Kommentar CCS-Beschluss der EU: Unterirdischer Lobbyismus

Über das Papier zur Speicherung von Kohlendioxid im Boden freut sich die Kohlelobby. Eine klimafreundliche Wirtschaft sieht anders aus.

Die Kohlelobby weiß, dass sie sich vom Makel des Klimakillers befreien muss Bild: dpa

Schon wieder dieses CCS-Gespenst – die Europäische Union kann es offenbar nicht lassen. Bereits 2007 hatten die Staats- und Regierungschefs den Plan aufgestellt, im Jahr 2015 bis zu zwölf Demonstrationsanlagen zur Verpressung von Abgasen in den Untergrund in Betrieb zu haben. Aber weil die Länder und die betroffenen Regionen sich sträubten, passierte erst einmal wenig.

Jetzt soll ein neuer Anlauf das Prinzip CCS etablieren. Weil aber die Vorbehalte nach wie vor riesig sind, suggeriert der am Dienstag vom Parlament verabschiedete Bericht einerseits Verständnis für die Betroffenen – um dann doch nach Wegen zu suchen, die Kohlendioxiddeponien durchzudrücken. So räumt das Papier einerseits zwar ein, dass es „noch besser wäre, wenn die Mitgliedstaaten ihre Klimaschutzziele“ ohne die Anwendung von CCS erreichen könnten.

Andererseits bezeichnet die EU die CO2-Endlagerung als „vielversprechende Technologie“ und ruft ihre Mitgliedstaaten dazu auf, die skeptische Öffentlichkeit davon zu überzeugen, dass von der CO2-Speicherung weniger Risiken ausgehen als von vielen anderen industriellen Tätigkeiten. Um die Technik zu etablieren, sollen die Mitgliedstaaten „einen Teil der finanziellen Haftung“ übernehmen für den Fall, dass an einer „genehmigten Speicherstätte Schwierigkeiten“ auftreten.

Das Papier trägt eindeutig die Handschrift der Kohlelobby. Die weiß sehr genau, dass ihr Energieträger langfristig nur eine Chance hat, wenn es gelingt, ihn vom Makel des Klimakillers zu befreien. Die Frage nach Sinn oder Unsinn der unterirdischen CO2-Deponien wird nicht ernsthaft diskutiert.

Rein physikalisch gesehen ist CCS nämlich ein Unding, weil die Kohlekraftwerke enorm an Effizienz verlieren.

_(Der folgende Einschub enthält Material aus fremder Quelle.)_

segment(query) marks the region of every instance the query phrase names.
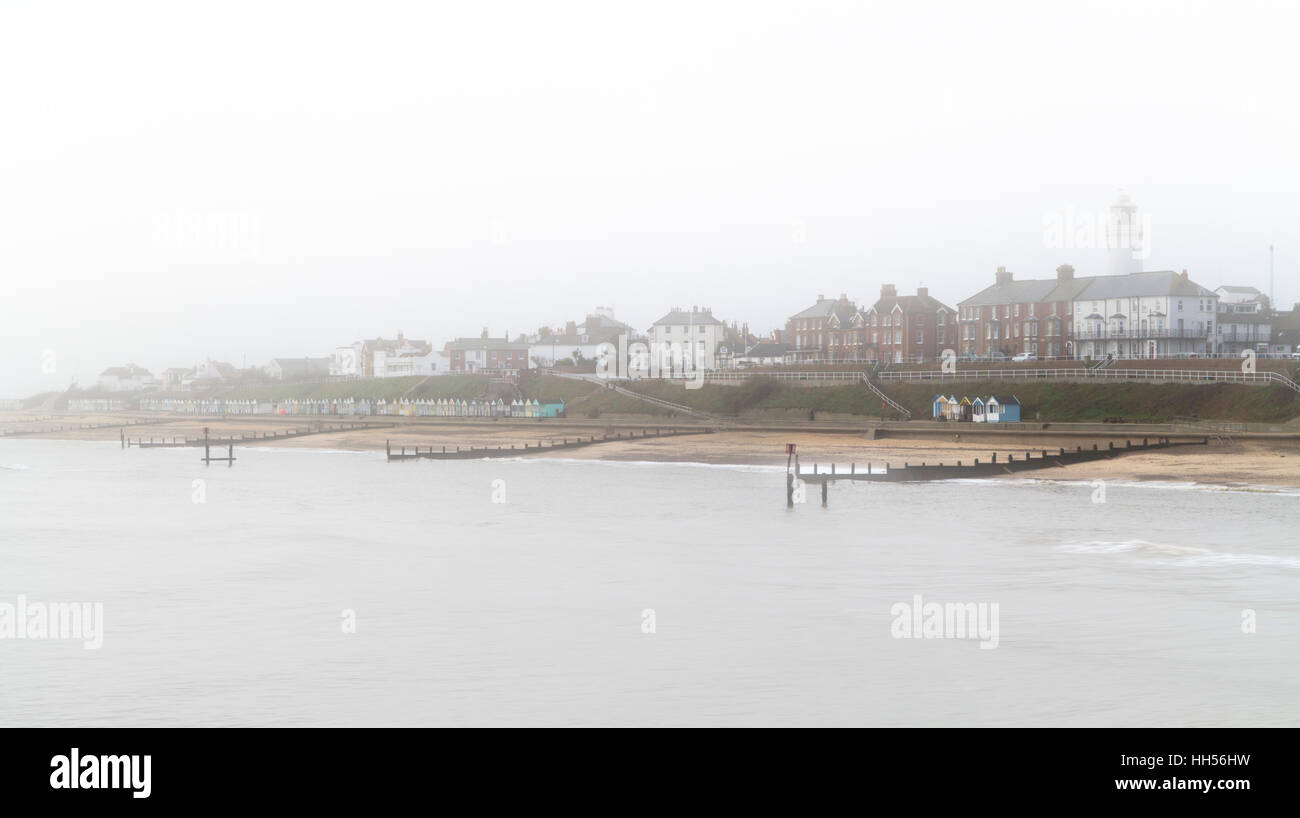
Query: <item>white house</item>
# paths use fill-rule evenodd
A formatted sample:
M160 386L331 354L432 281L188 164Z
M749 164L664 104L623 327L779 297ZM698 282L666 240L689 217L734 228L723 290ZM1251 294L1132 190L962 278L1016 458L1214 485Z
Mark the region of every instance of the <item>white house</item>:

Von den heute mit Braunkohlekraftwerken erzielbaren 43 Prozent Wirkungsgrad blieben nur noch rund 34 Prozent übrig. Folglich würde der Bedarf an Kohle um ein Viertel steigen. Zudem würde jede Kilowattstunde Strom nach heutiger Schätzung um zwei bis vier Cent teurer.

Nein, der Weg in eine klimafreundliche Wirtschaft muss ein anderer sein, nämlich der über die erneuerbaren Energien, die im Laufe der Jahre der Wirtschaftlichkeit immer näher kamen und sie heute mitunter schon erreichen. Und er muss über die effizientere Nutzung von Energie gehen. CCS ist dagegen reine Show, zumal die Technik mit alten Kohlekraftwerken oft nicht kombinierbar ist.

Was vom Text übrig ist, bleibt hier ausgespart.